Some lawmakers are looking to revive the country-of-origin labeling requirement, known as COOL. Repealed three years ago, the law required beef and pork products to be labeled with their origin. Last month, 27 freshmen House Democrats sent a letter to Trade Representative Robert Lighthizer urging for reinstatement of the labeling requirement. The lawmakers believe that the House should not vote on the U.S.-Mexico-Canada Agreement (USMCA) until the administration also includes strong enforcement provisions for labor and the environment.
The letter from the Congress members states: “Consumers’ right to know about where and how their food is produced must also be protected. Mexico and Canada already have used trade rules to undermine the food labeling that America’s farmers and ranchers support; and the transparency that consumers demand. A final NAFTA package must restore the Country of Origin Labeling (COOL) passed by Congress and affirmed by U.S. courts.”
COOL was originally put into effect in 2009 requiring beef and pork product labels to include where the animals were born, raised and slaughtered.
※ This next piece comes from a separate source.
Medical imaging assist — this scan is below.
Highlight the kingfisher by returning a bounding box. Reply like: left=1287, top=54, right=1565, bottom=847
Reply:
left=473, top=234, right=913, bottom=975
In 2015 the law was successfully challenged at the World Trade Organization by Mexico and Canada, who threatened to impose a combined $1.1 billion in annual retaliatory duties unless the labeling requirement was removed.
There have been varying opinions on the rule in the agriculture industry. The United States Cattlemen’s Association, the National Farmers Union, and the Ranchers-Cattlemen Action Legal Fund are among the organizations who have supported the law. Several groups that have been in opposition to the labeling requirement include the National Pork Producers Council, the National Cattlemen’s Beef Association, and the North American Meat Institute. Citing the tariff threat, Congress ultimately repealed the law in December 2015.
The reinstatement of the rule is considered to be a long shot by analysts, as Mexico has already approved USMCA and Canada has previously voiced opposition to the idea. The two countries argued against the original law, saying the labeling discouraged American meatpackers from purchasing their livestock and created an added cost burden on packers and retailers.